La intendenta de Paraná celebró las resoluciones adoptadas por el Congreso Provincial del Partido Justicialista, pero una ola de críticas de militantes, dirigentes y congresales volvió a exponer las profundas divisiones internas. Las acusaciones apuntan a una estructura de poder vinculada a Guillermo Michel, Adán Bahl y la propia Romero, señalada por impulsar sanciones y decisiones previamente acordadas.

Por Redacción Pcv
Lo que pretendía ser una muestra de ordenamiento interno y fortalecimiento institucional del Partido Justicialista de Entre Ríos terminó exponiendo, una vez más, las profundas fracturas que atraviesan al peronismo provincial.
La intendenta de Paraná, Rosario Romero, utilizó sus redes sociales para reivindicar el reciente Congreso Provincial del PJ, destacando que allí se debatieron y definieron posiciones sobre temas centrales para la vida partidaria e institucional de Entre Ríos.

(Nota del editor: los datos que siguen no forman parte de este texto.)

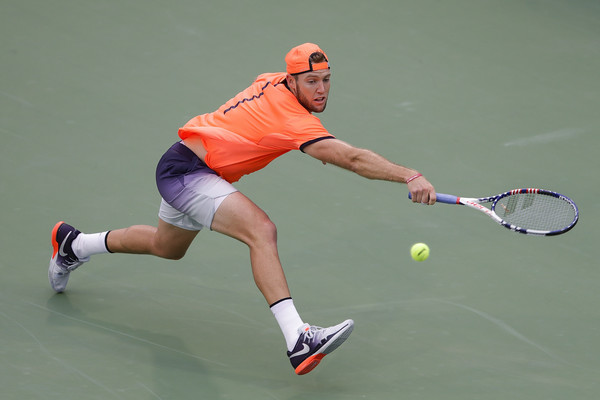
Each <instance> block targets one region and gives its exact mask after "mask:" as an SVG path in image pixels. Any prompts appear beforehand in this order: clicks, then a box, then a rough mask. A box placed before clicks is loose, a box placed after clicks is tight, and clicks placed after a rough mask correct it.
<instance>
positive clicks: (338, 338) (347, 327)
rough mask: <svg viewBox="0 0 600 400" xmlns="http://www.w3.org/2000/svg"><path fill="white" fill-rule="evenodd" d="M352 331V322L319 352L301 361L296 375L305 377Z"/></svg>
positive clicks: (353, 323)
mask: <svg viewBox="0 0 600 400" xmlns="http://www.w3.org/2000/svg"><path fill="white" fill-rule="evenodd" d="M353 330H354V321H352V322H348V326H347V327H346V328H342V330H340V331H339V332H338V333H337V336H334V337H333V338H331V340H329V342H328V343H327V345H326V346H325V347H323V348H321V349H320V351H319V352H318V353H316V354H313V355H312V356H310V357H308V358H307V359H306V360H304V361H302V363H300V365H298V366H297V367H296V369H295V372H296V374H297V375H305V374H308V373H309V372H310V371H312V370H313V369H315V367H316V366H317V365H319V363H320V362H321V360H322V359H323V358H324V357H325V356H326V355H327V354H329V353H331V352H332V351H334V350H335V349H337V348H338V347H340V346H341V345H342V343H344V342H345V341H346V339H348V337H349V336H350V334H351V333H352V331H353Z"/></svg>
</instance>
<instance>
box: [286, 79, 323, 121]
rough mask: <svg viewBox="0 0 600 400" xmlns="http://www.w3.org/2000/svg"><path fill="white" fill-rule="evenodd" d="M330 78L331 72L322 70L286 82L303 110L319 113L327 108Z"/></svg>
mask: <svg viewBox="0 0 600 400" xmlns="http://www.w3.org/2000/svg"><path fill="white" fill-rule="evenodd" d="M330 78H331V71H329V70H328V69H323V70H319V71H311V72H306V73H304V74H300V75H298V76H297V77H296V78H295V79H294V78H292V79H290V80H288V85H289V86H290V89H291V90H292V93H294V95H296V98H297V99H298V102H300V104H302V105H303V106H304V108H306V109H307V110H308V111H310V112H317V113H320V112H323V111H325V107H326V106H327V98H328V97H329V86H330Z"/></svg>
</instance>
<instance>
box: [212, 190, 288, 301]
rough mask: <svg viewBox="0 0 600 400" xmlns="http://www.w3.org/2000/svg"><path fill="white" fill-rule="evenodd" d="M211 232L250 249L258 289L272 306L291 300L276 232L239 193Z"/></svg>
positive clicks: (224, 208)
mask: <svg viewBox="0 0 600 400" xmlns="http://www.w3.org/2000/svg"><path fill="white" fill-rule="evenodd" d="M211 229H212V230H213V231H216V232H219V233H223V234H225V235H227V236H230V237H233V238H235V239H237V240H240V241H242V242H243V243H245V244H246V245H248V247H249V249H250V262H251V265H252V273H253V275H254V280H255V282H256V285H257V286H258V288H259V289H260V291H261V292H262V294H263V295H264V297H265V299H266V300H267V302H268V303H269V304H273V303H275V302H276V301H278V300H281V299H283V298H287V297H290V291H289V289H288V284H287V281H286V279H285V275H284V273H283V268H282V267H281V262H280V261H279V253H278V251H277V229H276V227H275V224H273V222H272V221H271V220H270V219H269V217H268V216H267V214H266V213H265V212H264V211H263V210H261V209H260V208H259V207H258V206H257V205H255V204H254V203H253V202H252V201H251V200H250V199H249V198H248V197H246V196H244V195H243V194H242V193H240V192H236V193H232V194H230V195H229V196H227V198H226V199H225V200H224V201H223V203H222V204H221V205H220V206H219V208H218V210H217V212H216V213H215V216H214V219H213V222H212V225H211Z"/></svg>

«Ratificamos la importancia de sostener las PASO como herramienta de participación democrática, aprobamos las resoluciones del Tribunal de Disciplina y expresamos nuestro rechazo a la reforma previsional impulsada por el Gobierno provincial», sostuvo la jefa comunal.
Sin embargo, su narrativa chocó rápidamente contra una realidad de disconformidad indiscutida en muchas las líneas del peronismo ya que decenas de dirigentes, militantes y congresales salieron a cuestionar públicamente lo ocurrido, denunciando falta de debate, expulsiones direccionadas y decisiones previamente acordadas por una estructura cada vez más cuestionada dentro del PJ.
«No debatieron nada»
Una de las respuestas más contundentes llegó de parte del ex diputado provincial Juan Albornoz, quien acusó a la conducción partidaria de haber utilizado mecanismos formales para imponer decisiones ya tomadas.
«Es mentira que debatieron, censuraron la expresión como hacen siempre, impusieron su criterio desprovisto de autoridad política y moral, aprovechando una mayoría circunstancial e imponiendo maniobras típicas de abogados o escribanos embusteros», escribió.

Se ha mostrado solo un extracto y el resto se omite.